American woman philologist

Lillian B. Lawler (June 30, 1898 – December 13, 1990) was an American philologist and college professor. She taught Greek, Latin, and archaeology courses at Hunter College for thirty years, from 1929 to 1959, and published two books on dance in Ancient Greece.

== Early life and education ==
Lawler was born in Pittsburgh, Pennsylvania, the daughter of Thomas Joseph Lawler and Ellen Nuttridge Lawler. Her father worked for Westinghouse. She earned a bachelor's degree in education from the University of Pittsburgh in 1919, a master's degree in Latin from the University of Iowa in 1921, and a Ph.D. in education, also from Iowa, with a doctoral dissertation titled "The Potential Remediability of Errors in English Spelling through the Study of High School Latin" (1925).

== Career ==
Lawler taught at the University of Iowa during her graduate studies in the 1920s. From 1926 to 1929, she taught at the University of Kansas. She taught Greek, Latin, and archaeology classes at Hunter College from 1929 to 1959, and was recognized as an expert on dance in the literature and iconography of Ancient Greece.

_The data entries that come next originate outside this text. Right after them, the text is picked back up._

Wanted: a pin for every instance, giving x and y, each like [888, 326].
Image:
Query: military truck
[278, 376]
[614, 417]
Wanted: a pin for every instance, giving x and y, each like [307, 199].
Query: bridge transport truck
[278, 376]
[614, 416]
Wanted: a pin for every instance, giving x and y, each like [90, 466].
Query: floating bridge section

Lawler edited the study aid Auxilium Latinum from 1931 to 1968, and was editor-in-chief of The Classical Outlook from 1936 to 1957. From 1946 to 1949, she was president of the Classical Association of the Atlantic States. From 1957 to 1964, she was vice-president of the American Classical League.

== Publications ==
Lawler's scholarly papers appeared in academic journals including The Classical Journal, Philological Quarterly, and Transactions and Proceedings of the American Philological Association. Her 1964 book The Dance in Ancient Greece was well-reviewed in The Daily Telegraph, where critic A. V. Coton wrote that "Miss Lawler's history effortlessly presents a persuasive account of how and why the Greeks used dancing."
- "Consilium Malum" (1920, a playlet)
- "Cordelia, a Play for the Junior High School" (1924)
- Latin Playlets for High Schools (1925)
- "The Maenads: A Contribution to the Study of the Dance in Ancient Greece" (1927)
- "The Easter Dances at Megara" (1927)
- Easy Latin Plays (1929)
- "Two Portraits from Tertullian" (1929)
- The Latin Club (1929)
- "The Dance of the Owl and Its Significance in the History of Greek Religion and the Drama" (1939)
- Adventures in Language (1941, with Rollin Harvelle Tanner and Mary L. Riley)
- "Four Dancers In The Birds of Aristophanes" (1942)
- "The Dance of the Holy Birds" (1942)
- "The Dance of the Ancient Mariners" (1944)
- "'The Lily' in the Dance" (1944)
- "The 'Thracian Pig Dance'" (1945, with Alice E. Kober}
- "Portrait of a Dancer" (1946)
- "The Geranos Dance: A New Interpretation" (1946)
- "A Dancer's Trophy" (1947)
- "Orchêsis Kallinikos" (1948)
- "On Certain Homeric Epithets" (1948)
- "'Limewood' Cinesias and the Dithyrambic Dance" (1950)
- "Krêtikôs in the Greek Dance" (1951)
- "The Dance in Metaphor" (1951)
- "Dancing Herds of Animals" (1952)
- "Bee Dances and the 'Sacred Bees'" (1954)
- "Phora, Schêma, Deixis in the Greek Dance" (1954)
- The Dance in Ancient Greece (1964)
- The Dance of the Ancient Greek Theatre (1964)

== Personal life and legacy ==
Lawler died in a nursing home in Coralville, Iowa, in 1990, at the age of 92. The University of Pittsburgh awards a Lillian B. Lawler Fellowship to graduate students.